Joshua Lutz

COMMISSIONS: Amsterdam

Windmills from the roof of an abandoned building continue forever into the distance. Water quietly flows even through the smallest towns surrounding the city. In some areas the canals are still frozen, but the ice is far too thin to support the would-be skaters quietly sitting on a bench.

A few weeks after our son, Hudson, was born, and unsure of what to expect, we wrapped him up and headed to Amsterdam. It was for a commission to commemorate the 400th anniversary of Henry Hudson leaving Amsterdam for New York. Somehow the task of getting everything through security seemed far more daunting than anything Henry Hudson accomplished.

I was asked to respond to the concept of borders. What does it mean to be an American, a New Yorker, and to look at that relationship to Amsterdam’s surrounding areas? With that in mind, I knew I didn’t want to make some broad declarative statement about a place I knew little about. I tried to imagine what it would be like to see Amsterdam for the first time, to imagine it all through my newborn son's eyes.

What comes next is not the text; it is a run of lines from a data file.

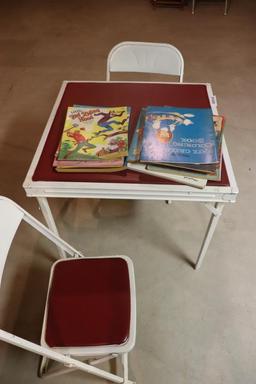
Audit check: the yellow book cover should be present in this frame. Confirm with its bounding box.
[57,106,130,161]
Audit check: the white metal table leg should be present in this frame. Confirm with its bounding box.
[224,0,228,16]
[192,0,196,15]
[195,203,224,269]
[37,197,67,258]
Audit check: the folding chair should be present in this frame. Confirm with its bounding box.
[106,41,184,82]
[0,196,136,384]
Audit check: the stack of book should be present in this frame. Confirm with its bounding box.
[53,105,130,172]
[127,106,224,188]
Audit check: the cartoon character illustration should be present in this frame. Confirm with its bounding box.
[152,112,194,143]
[59,129,95,158]
[94,111,127,135]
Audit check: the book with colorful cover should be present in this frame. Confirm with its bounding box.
[53,147,124,168]
[140,107,218,164]
[127,162,207,189]
[57,106,130,161]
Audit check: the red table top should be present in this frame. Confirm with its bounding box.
[32,82,229,186]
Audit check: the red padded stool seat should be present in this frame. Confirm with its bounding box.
[45,257,131,347]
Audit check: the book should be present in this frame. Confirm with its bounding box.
[146,115,224,181]
[53,151,124,168]
[127,163,207,189]
[140,107,218,166]
[57,106,130,161]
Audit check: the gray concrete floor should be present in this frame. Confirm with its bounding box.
[0,0,256,384]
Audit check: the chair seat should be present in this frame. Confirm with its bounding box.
[45,257,131,347]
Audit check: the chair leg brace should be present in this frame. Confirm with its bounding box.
[0,329,134,384]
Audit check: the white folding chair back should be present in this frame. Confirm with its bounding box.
[106,41,184,82]
[0,196,136,384]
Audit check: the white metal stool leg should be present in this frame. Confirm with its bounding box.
[122,353,128,384]
[195,203,224,269]
[38,356,49,377]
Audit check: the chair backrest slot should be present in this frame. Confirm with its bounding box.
[107,41,184,82]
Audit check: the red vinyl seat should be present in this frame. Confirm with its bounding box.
[45,257,131,347]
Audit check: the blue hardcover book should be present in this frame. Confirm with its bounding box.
[140,107,218,164]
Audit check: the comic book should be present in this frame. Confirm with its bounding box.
[140,106,218,165]
[57,106,130,166]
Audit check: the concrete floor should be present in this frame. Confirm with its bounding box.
[0,0,256,384]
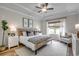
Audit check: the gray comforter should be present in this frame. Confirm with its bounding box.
[28,35,50,44]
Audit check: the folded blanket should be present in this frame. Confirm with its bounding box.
[28,35,50,44]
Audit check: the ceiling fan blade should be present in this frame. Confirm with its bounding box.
[35,6,41,9]
[45,3,48,7]
[47,8,54,10]
[38,10,41,13]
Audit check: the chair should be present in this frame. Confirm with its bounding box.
[72,34,79,56]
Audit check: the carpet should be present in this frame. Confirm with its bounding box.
[15,41,67,56]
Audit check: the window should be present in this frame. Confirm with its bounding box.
[47,19,65,36]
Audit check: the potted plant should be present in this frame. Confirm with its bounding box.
[0,20,8,51]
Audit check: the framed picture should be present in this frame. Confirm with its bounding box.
[23,18,29,27]
[29,19,33,28]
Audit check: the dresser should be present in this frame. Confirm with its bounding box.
[8,36,19,49]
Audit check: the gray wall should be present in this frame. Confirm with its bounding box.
[0,9,40,45]
[41,14,79,34]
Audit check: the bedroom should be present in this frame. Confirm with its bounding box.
[0,3,79,56]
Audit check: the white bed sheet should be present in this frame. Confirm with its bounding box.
[20,36,35,51]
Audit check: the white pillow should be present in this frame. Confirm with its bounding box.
[23,32,27,36]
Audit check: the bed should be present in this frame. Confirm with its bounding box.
[20,35,51,54]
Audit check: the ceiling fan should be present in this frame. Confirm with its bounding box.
[35,3,54,13]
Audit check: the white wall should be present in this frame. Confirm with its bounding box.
[65,14,79,33]
[41,14,79,34]
[0,8,40,45]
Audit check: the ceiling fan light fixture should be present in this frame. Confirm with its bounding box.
[42,8,47,12]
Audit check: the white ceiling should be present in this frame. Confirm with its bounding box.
[0,3,79,20]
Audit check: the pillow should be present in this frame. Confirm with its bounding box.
[23,32,27,36]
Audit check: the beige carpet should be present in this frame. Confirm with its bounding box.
[15,41,67,56]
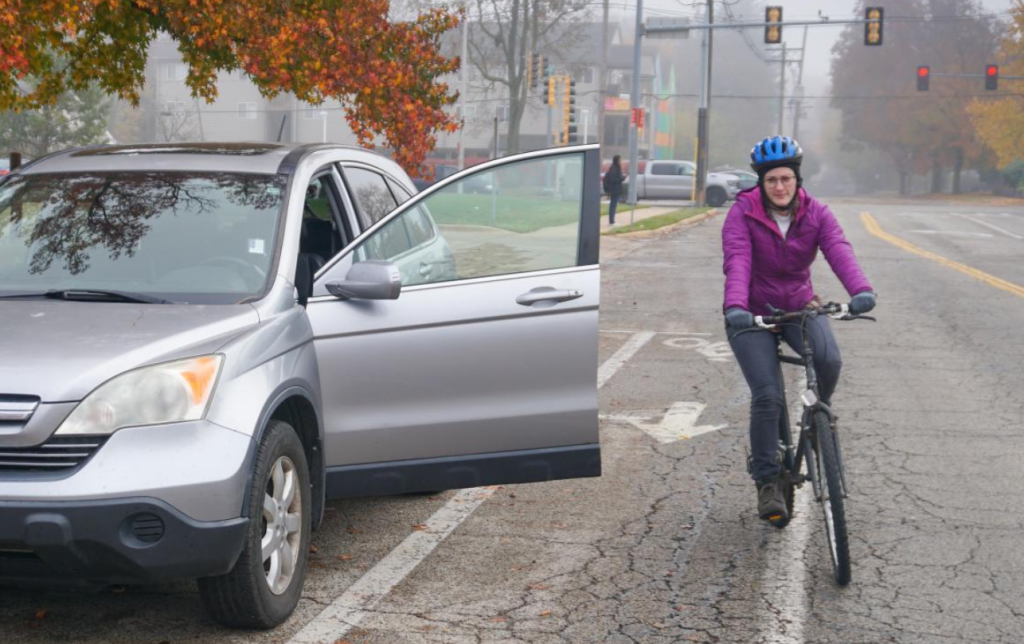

I had spent so much time in New York looking at maps of Amsterdam, and thinking about the role of borders in relationship to the city. It was pretty much all I could do to ease my mind from the adrenaline rush that poured through me every time I thought about fatherhood.

It is hard to believe that I am here right now underneath the A10. This elevated beltway feels too obvious, too literal. The roar of cars above is deafening and I am worried Hudson is going to wake up from his nap. I want to show him a more peaceful setting: a sunrise on the canal; trees along a path; something beautiful for him to gaze upon. Driving north, urban sprawl seems to come to an end. The planned communities are no longer to blame and someone has decided, at least for the meantime, to let the pastures win. The sun sets and rises above us. As Hudson wakes from another nap he turns his head to find a ‘68 Caddy and its Frank Lloyd Wright counterpart fighting to mark their claim to American culture, somewhere on the borders of Amsterdam.